Yes—federal law gives you 7 days to revoke an age discrimination waiver, and the agreement doesn't take effect until that period expires (29 U.S.C. § 626(f)(1)(G)).
What must be included in a valid separation agreement?
ADEA/OWBPA Mandatory Clauses (Age 40+ Workers)
When a worker aged 40 or older waives age discrimination claims, the Older Workers Benefit Protection Act mandates seven specific conditions (29 U.S.C. § 626(f)):
| Requirement | Federal Rule |
|---|---|
| Plain language | Written in a manner calculated to be understood by the individual, limiting technical jargon and complex sentences (29 U.S.C. § 626(f)(1)(A); 29 C.F.R. § 1625.22(b)(3)) |
| Specific ADEA reference | Must specifically refer to rights or claims arising under the ADEA (29 U.S.C. § 626(f)(1)(B)) |
| No future claims | Cannot waive rights or claims that may arise after execution (29 U.S.C. § 626(f)(1)(C)) |
| Additional consideration | Must provide something beyond what the employee already is entitled to—excludes earned wages, accrued vacation, or wrongfully denied benefits (29 U.S.C. § 626(f)(1)(D); 29 C.F.R. § 1625.22(d)(2)-(3)) |
| Attorney consultation advice | Written advice to consult an attorney before signing (29 U.S.C. § 626(f)(1)(E)) |
| Consideration period | 21 days for individual waivers; 45 days for group termination programs (29 U.S.C. § 626(f)(1)(F)) |
| Revocation period | 7 days post-execution, cannot be shortened by agreement (29 U.S.C. § 626(f)(1)(G); 29 C.F.R. § 1625.22(e)(5)) |
Group program enhanced disclosures: For exit incentives or group terminations, employers must disclose the job titles and ages of all individuals eligible or selected for the program, plus ages of those in the same job classification or organizational unit who were not selected—using age bands no broader than one year (29 U.S.C. § 626(f)(1)(H)(ii); 29 C.F.R. § 1625.22(f)(4)(ii)).
Settlement of pending claims: ADEA waivers in settlement of an EEOC charge or court action need only satisfy the writing, clarity, specific reference, no-prospective-waiver, additional consideration, and attorney advice requirements—plus a "reasonable" consideration period—without the 21/45-day or 7-day revocation rules (29 U.S.C. § 626(f)(2); 29 C.F.R. § 1625.22(g)(1)).

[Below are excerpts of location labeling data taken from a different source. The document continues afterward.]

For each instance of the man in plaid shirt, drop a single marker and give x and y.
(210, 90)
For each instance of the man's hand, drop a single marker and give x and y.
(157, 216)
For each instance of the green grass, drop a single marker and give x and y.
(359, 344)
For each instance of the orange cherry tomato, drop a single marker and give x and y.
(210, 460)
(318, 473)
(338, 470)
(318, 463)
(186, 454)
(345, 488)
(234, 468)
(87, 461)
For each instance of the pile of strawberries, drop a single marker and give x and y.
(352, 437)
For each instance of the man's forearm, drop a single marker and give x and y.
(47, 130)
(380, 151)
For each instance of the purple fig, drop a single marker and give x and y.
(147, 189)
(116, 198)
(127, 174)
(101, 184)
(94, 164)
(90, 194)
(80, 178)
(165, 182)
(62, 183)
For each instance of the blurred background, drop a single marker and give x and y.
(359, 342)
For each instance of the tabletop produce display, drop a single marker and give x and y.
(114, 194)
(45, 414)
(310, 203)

DTSA Whistleblower Immunity Notice
Any agreement governing trade secrets or confidential information must include notice that employees may disclose trade secrets in confidence to government officials or attorneys solely to report or investigate suspected legal violations, or in sealed court filings (18 U.S.C. § 1833(b)(3)). This applies to contracts entered into or updated after May 11, 2016, and covers employees, contractors, and consultants. Compliance may be achieved by cross-referencing a compliant policy document. Failure to provide this notice bars the employer from recovering exemplary damages or attorney's fees in trade secret litigation (18 U.S.C. § 1836(b)(3)(C)-(D)).

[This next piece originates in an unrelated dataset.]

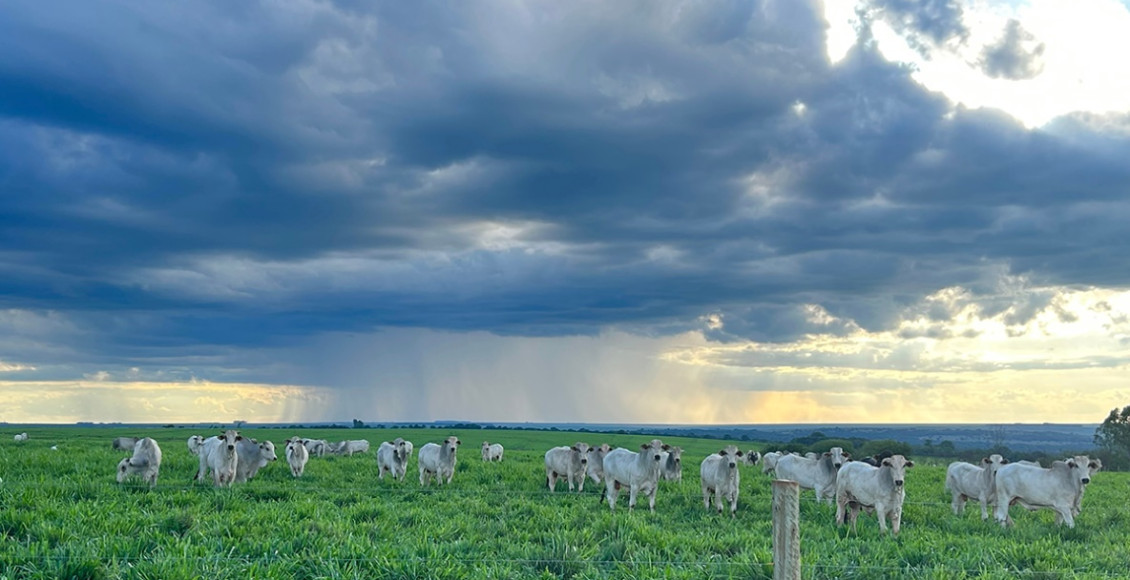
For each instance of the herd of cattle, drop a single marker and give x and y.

What makes a separation agreement unenforceable?
Bars on EEOC Participation and Future Rights
Federal law prohibits agreements from: - Interfering with the right to file an EEOC charge or participate in EEOC investigations (29 U.S.C. § 626(f)(4); 29 C.F.R. § 1625.22(i)) - Imposing "tender-back" requirements or penalties for challenging the agreement (29 C.F.R. § 1625.23(b)) - Waiving rights that may arise after execution (29 U.S.C. § 626(f)(1)(C))
Sexual Misconduct Confidentiality (Speak Out Act)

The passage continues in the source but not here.